Where Moses saw a problem, he also saw the potential to organize for change. “My civil rights movement experience was guiding my thinking as much as my training in mathematics,” Moses recalled, as he began working with students, teachers, parents, and school administrators to develop a consensus and a movement around algebra for all students. He asked, “Can a culture be created. . . where every child is expected to get ready for and do algebra in the eighth grade?”
This community organizing work in Cambridge grew into the Algebra Project, an incorporated non-profit organization dedicated to raising the floor in math education. Through student-centered teaching methods and a curriculum rooted in students’ life experiences, the Algebra Project empowered all students, including underperforming students, through math. One parent wrote that “the demystification of the subject by relating it to life experiences” helped her daughter “overcome her fear of math.”
The Algebra Project’s curriculum began with a real-life experience, like riding on a subway train, and used a series of steps to move students towards abstract conceptualizations of complicated math subjects. Students were active members of the classroom and their input was an essential part of the learning process. Merhling, who first let Moses work in her classroom in 1982, felt that both she and her students were empowered by the Algebra Project’s student-centered approach to learning math.

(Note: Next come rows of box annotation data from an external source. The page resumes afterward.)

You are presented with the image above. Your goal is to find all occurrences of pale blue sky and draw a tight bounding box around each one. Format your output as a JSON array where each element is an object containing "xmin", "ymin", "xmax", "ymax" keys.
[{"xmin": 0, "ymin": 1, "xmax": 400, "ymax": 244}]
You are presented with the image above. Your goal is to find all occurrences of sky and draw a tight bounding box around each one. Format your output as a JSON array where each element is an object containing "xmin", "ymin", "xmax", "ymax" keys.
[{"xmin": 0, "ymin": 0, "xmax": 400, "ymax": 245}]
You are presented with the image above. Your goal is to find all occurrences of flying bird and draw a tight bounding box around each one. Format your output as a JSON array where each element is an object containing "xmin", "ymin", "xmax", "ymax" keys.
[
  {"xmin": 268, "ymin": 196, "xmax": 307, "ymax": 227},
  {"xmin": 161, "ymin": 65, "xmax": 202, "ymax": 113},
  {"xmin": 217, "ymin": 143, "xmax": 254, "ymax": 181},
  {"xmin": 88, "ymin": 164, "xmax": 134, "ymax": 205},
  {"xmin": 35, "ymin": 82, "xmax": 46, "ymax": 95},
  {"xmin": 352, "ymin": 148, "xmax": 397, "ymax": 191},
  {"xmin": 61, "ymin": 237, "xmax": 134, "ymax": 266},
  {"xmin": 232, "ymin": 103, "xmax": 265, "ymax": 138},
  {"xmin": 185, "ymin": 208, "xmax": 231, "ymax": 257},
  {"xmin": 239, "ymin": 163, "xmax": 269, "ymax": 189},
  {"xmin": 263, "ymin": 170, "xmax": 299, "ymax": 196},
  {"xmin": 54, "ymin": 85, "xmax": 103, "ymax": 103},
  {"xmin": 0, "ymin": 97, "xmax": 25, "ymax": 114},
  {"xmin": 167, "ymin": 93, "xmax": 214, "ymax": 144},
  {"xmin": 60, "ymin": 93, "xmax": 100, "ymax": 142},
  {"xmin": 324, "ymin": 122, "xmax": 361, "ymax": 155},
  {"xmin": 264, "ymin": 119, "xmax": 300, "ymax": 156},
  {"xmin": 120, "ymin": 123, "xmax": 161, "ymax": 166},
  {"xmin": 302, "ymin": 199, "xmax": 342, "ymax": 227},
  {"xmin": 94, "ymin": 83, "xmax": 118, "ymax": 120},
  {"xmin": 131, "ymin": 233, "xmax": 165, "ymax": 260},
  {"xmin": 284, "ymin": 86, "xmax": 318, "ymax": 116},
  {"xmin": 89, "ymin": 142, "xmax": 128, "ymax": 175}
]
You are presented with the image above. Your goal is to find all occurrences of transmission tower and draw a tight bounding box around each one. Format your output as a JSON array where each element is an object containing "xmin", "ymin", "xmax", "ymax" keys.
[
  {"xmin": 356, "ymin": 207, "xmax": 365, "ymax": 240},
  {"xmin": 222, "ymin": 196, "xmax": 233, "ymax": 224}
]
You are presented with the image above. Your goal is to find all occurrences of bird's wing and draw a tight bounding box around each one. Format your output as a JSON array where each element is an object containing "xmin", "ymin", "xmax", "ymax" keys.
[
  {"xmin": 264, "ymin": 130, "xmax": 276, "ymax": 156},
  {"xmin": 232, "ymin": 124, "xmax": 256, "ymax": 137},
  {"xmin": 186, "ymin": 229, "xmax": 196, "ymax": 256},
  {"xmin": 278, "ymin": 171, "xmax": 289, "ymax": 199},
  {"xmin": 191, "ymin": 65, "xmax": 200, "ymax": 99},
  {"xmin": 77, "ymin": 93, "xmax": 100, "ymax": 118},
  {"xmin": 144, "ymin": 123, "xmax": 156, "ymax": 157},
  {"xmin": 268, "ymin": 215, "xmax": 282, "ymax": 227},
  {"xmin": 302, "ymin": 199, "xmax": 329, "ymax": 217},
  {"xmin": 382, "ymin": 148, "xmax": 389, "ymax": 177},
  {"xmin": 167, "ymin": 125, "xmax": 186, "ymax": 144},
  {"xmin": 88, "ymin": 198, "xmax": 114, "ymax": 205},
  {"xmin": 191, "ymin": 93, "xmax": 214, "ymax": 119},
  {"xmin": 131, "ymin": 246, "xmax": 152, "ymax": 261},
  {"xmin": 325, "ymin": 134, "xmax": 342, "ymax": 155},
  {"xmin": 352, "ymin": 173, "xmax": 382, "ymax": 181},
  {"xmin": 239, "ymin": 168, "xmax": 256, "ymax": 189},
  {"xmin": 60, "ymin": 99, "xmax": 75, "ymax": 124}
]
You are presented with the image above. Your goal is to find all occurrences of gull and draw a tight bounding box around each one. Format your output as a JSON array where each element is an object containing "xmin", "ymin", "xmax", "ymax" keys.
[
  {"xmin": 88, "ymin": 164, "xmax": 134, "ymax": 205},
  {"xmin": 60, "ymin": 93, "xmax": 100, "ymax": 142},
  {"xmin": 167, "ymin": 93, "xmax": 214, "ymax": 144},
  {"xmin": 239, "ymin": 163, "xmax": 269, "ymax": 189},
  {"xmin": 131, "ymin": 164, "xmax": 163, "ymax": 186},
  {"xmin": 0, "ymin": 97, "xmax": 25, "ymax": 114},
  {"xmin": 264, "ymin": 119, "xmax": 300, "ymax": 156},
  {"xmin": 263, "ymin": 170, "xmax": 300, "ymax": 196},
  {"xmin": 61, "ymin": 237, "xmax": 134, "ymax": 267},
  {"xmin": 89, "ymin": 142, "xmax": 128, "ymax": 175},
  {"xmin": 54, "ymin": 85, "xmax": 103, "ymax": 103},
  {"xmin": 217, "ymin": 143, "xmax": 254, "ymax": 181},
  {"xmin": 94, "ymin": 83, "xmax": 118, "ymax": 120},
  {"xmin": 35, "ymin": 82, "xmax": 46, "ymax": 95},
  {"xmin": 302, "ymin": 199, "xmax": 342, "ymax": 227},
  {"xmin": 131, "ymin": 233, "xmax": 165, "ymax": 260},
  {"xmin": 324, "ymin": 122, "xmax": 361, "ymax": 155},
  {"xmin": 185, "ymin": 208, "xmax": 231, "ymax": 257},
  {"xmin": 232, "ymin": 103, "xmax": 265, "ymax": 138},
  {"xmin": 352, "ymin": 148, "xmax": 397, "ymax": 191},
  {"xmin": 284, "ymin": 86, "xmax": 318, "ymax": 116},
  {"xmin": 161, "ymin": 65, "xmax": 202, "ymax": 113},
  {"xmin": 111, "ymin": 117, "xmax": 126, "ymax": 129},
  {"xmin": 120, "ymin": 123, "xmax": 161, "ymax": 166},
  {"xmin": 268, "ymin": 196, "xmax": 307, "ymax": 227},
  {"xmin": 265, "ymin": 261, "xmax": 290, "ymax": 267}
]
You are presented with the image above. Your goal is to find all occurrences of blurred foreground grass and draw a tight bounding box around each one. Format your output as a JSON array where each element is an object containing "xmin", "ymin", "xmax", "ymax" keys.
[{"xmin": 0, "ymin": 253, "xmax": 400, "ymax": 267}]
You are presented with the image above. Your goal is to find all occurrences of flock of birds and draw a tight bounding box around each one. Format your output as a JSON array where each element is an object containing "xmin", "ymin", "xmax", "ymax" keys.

Over the past thirty years, the Algebra Project spread beyond Cambridge. In the 1990s, projects were started in Boston, Chicago, Oakland, Atlanta, and many other cities. Dave Dennis, who worked closely with Moses in Mississippi, began the Southern Initiative of the Algebra Project and started projects in several southern states, including in Jackson, Mississippi.
Sources
Robert Moses and Charles E. Cobb, Jr., Radical Equations: Civil Rights from Mississippi to the Algebra Project (Boston: Beacon Press, 2001).
Charles Payne, “Miss Baker’s Grandchildren: An Interview with the Baltimore Algebra Project,” Quality Education as a Constitutional Right: Creating a Grassroots Movement to Transform Public Schools, edited by Theresa Perry et al. (Boston: Beacon Press, 2010).
“Algebraic Solution: Teacher-Activist Robert Moses Eyes Math Literacy as the New Civil Rights Prize,” CommonWealth, 2001.
“To ‘60s Civil Rights Hero, Math is Kids’ Formulation for Success,” August 1, 2013, National Public Radio.
Interview with Bob Moses by Joseph Sinsheimer, November 19, 1983, Joseph Sinsheimer Papers, Duke University.